Read Time:5 Minute, 57 Second

By: Sonaiya Brown

Fritz Pollard– In 1921, Pollard became the first African American head coach in NFL history. Pollard’s efforts on behalf of African American athletes were Herculean.

Who: All-America halfback from Brown University was a pro football pioneer.

What: As a member of the new league, Pollard immediately earned a place in pro football history as one of just two African Americans in the new league. In 1921 he earned another distinction becoming the first African American head coach in NFL history when the Pros named him co-coach of the team.

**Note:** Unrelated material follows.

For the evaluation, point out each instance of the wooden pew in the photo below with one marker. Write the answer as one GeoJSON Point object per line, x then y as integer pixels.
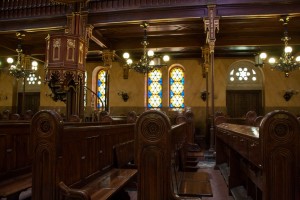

Fritz Pollard – In 1921, Pollard became the first African American head coach in NFL history. Pollard’s efforts on behalf of African American athletes were Herculean. In addition, he was elected as the first African American elected to the National College Football Hall of Fame in 1954, National Black Hall of Fame in 1973 and the Professional Football Hall of Fame in 2005.
  • During his pro football career the two-time All-America played and sometimes coached for four different NFL teams, the Pros/Indians (1920-21/1925-26), the Milwaukee Badgers (1922), the Hammond Pros (1923, 1925), and the Providence Steam Roller (1925). Fritz also spent time in 1923 and 1924 playing for the Gilberton Cadamounts, a strong independent pro team in the Pennsylvania “Coal League.”
  • In 1928, Pollard organized and coached the Chicago Black Hawks, an all-African American professional team based in the Windy City.  Pollard’s Black Hawks played against white teams around Chicago, but enjoyed their greatest success by scheduling exhibition games against West Coast teams during the winter months.  From 1929 until 1932 when the Depression caused the team to fold, the Black Hawks had become one of the more popular teams on the West Coast.
  •  First African American elected to National College Football Hall of Fame (1954)
  • Elected to R.I. Heritage Hall of Fame (1967)
  • Elected to Brown Athletic Hall of Fame (1971, the inaugural year)
  • Elected to National Black Hall of Fame (1973)
  • Whitney M. Young, Jr., Memorial Award (1978)
  • Honorary Doctor of Letters (LL.D.) conferred by Brown University (1981)
  • Selected for Brown’s 125th Anniversary All-Time Team (2003)
  • Elected to the Professional Football Hall of Fame (2005)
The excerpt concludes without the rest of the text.